Toutes les inondations dont nous avons traité jusqu’à présent sont survenues au moment de la fonte des neiges au printemps. Elles ont ensuite été aggravées selon les embâcles ou la présence de précipitation. Or, à Saint-Hyacinthe, les inondations ne se sont pas produites qu’au printemps et il est aussi fréquent d’être inondé uniquement à cause d’une période de fortes précipitations et ce, toutes saisons confondues.
C’est ce qui se produit la nuit du vendredi 4 novembre 1927, où une forte pluie qui dure depuis la veille sévit dans toute la région. Dès cette journée, le bas de la ville se retrouve inondé par l’impressionnante quantité d’eau qui tombe du ciel. Comme le relève dans son journal Léon Pratte, le supérieur du Séminaire de Saint-Hyacinthe, plusieurs maisons sont déjà à l’eau.
La situation s’aggrave le 5 novembre, malgré le fait que la pluie cesse de tomber. En effet, l’élévation de l’eau augmente à cause du ruissellement constant de l’eau qui s’effectue vers la rivière jusqu’à atteindre un niveau rarement vu auparavant. Toutes les maisons qui se situent sur les rues Vaudreuil et Brodeur ont de l’eau qui atteint le deuxième étage. En bas du barrage, près de l’usine Penman’s, les flots atteignent entre quatre et cinq mètres : « L’inondation est probablement la plus grave que l’on ait connue à Saint-Hyacinthe; les vieux citoyens ne se rappellent que de celle de 1903 ».
Avec toute cette quantité d’eau, tout le bas de la ville est inondé jusqu’à la rue Saint-Antoine derrière le marché centre. Le Courrier évalue à 250 le nombre de familles qui ont dû trouver refuge chez des proches afin d’être logés et nourris le temps que l’inondation se résorbe. Le Clairon évalue, de son côté, à 1300 personnes le nombre de sinistrés avec des pertes occasionnées d’environ 65 000 $.

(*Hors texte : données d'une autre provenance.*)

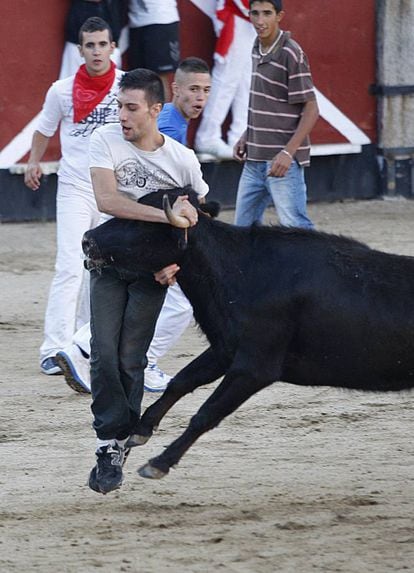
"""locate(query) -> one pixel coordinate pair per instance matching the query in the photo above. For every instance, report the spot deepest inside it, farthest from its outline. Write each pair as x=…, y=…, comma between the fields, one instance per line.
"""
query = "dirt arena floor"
x=297, y=480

Cette montée des eaux soudaines a encore une fois endommagé tous les commerces, les moulins et la tannerie qui se situent près de la rivière, tout en paralysant leurs activités. C’est le caractère soudain de cette inondation qui frappe l’imaginaire. La rivière a pris cette proportion en moins de 48 heures, en plein mois de novembre. L’infiltration des soubassements par l’eau est inévitable et dévastatrice pour la marchandise qui y est stockée. La hauteur exceptionnelle de la crue fait en sorte que dans les résidences, les meubles sont particulièrement endommagés. Un fait, qui indispose davantage les citoyens, est que l’inondation touche parfois leurs provisions d’hiver, que les familles ont stockées les gâtant. Privées d’ameublement et de provisions, certaines familles se retrouvent dans une situation particulièrement précaire pour affronter l’hiver.
Heureusement, l’eau ne reste pas longtemps à cette amplitude et dès la journée du 11 novembre, elle s’est complètement retirée. Évidemment, plusieurs caves sont toujours remplies et une épaisse couche de limon recouvre les rues du quartier Christ-Roi, ainsi que des débris apportés par le courant. Selon Le Courrier de Saint-Hyacinthe, les dégâts causés prendront une semaine avant d’être réparés.